Finnish reporter (born 1954)

Rita Hannele Tainola-Tapiovaara (born December 7, 1954), known professionally as Rita Tainola, is a Finnish reporter.

==Career==

Rita Tainola began her career as a journalist in 1978 when she started to work for a Finnish magazine called Eeva. In 1980, she started working for a newspaper called Ilta-Sanomat.
After eight years in Ilta-Sanomat, Rita Tainola moved to Beverly Hills, California. She continued to work for many Finnish papers and magazines. In 1991 she moved back to Finland and was hired by Seura magazine in 1994. In 1997, Tainola returned to Ilta-Sanomat and became a correspondent for the paper.

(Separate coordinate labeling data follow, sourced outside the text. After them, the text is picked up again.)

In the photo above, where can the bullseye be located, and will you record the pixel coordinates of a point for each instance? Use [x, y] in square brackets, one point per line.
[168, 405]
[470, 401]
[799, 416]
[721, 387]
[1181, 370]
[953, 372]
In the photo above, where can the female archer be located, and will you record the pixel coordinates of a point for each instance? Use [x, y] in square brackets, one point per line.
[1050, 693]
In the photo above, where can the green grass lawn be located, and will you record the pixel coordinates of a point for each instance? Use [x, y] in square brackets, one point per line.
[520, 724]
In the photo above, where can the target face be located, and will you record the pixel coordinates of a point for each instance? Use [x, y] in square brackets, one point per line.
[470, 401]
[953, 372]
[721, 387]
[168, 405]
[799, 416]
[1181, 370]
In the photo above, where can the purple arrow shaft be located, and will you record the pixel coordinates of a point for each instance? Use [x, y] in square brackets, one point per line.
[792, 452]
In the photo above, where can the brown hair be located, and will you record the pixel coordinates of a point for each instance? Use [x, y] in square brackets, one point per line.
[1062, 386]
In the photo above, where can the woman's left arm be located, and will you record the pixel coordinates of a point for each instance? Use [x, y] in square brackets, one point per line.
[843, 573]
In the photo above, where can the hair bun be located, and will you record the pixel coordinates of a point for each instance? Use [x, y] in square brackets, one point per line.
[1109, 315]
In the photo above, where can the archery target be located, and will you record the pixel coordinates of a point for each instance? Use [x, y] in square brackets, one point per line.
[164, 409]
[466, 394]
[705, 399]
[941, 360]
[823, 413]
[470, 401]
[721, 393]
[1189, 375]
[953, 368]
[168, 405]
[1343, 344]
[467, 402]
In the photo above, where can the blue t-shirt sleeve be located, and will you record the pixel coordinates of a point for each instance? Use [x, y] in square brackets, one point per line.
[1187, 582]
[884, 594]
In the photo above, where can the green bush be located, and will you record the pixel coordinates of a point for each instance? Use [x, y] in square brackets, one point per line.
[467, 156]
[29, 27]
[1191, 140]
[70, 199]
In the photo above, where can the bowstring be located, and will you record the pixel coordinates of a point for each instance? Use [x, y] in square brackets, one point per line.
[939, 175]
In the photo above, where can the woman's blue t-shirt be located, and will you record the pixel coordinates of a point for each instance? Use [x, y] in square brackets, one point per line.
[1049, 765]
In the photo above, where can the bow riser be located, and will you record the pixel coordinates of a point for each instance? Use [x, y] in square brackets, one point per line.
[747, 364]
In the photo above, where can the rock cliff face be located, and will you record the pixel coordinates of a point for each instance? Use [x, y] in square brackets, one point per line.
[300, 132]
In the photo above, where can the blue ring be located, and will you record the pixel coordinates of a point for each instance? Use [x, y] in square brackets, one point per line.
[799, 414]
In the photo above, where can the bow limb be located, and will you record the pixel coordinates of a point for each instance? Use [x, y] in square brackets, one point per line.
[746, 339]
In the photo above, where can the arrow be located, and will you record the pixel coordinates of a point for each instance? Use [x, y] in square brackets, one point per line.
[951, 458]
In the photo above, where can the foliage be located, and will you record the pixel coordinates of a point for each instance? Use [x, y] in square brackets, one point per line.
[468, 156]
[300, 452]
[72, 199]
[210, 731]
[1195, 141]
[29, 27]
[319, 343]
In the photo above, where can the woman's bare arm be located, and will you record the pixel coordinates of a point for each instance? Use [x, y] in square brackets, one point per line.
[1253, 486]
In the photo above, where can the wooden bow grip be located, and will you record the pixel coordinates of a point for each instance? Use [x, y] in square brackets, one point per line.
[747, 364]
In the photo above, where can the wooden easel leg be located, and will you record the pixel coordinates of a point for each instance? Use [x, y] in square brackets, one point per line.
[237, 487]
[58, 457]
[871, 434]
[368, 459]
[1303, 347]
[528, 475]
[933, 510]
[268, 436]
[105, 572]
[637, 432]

As a reporter Rita Tainola has met multiple opinion leaders, politicians, members of the royal family and stars from all around the world and has also earned a celebrity status herself.
In 1993, Tainola was knighted by king Hussein of Jordan. The late king Hussein awarded Tainola for her charity work helping underprivileged children in Jordan.
In 2004, Tainola received a golden medal for merit of The Disabled War Veterans' Association (of Finland).
In 2007, Rita Tainola received a journalist prize from Ilta-Sanomat for her public relations and "uncompromising, wide-ranging work for the news".
In 2009, Tarja Halonen, the incumbent President of Finland, awarded Rita Tainola a decoration from the Order of the Lion of Finland for her charity work and developing the relations between Finland and the Middle East, especially Qatar.
Rita Tainola is the president of the Finnish Qatari Association.

==Personal life==

Rita Tainola's father's side of the family is from Russia and her mother's side is from Karelia.
Rita Tainola lives in Helsinki, Finland. She is married.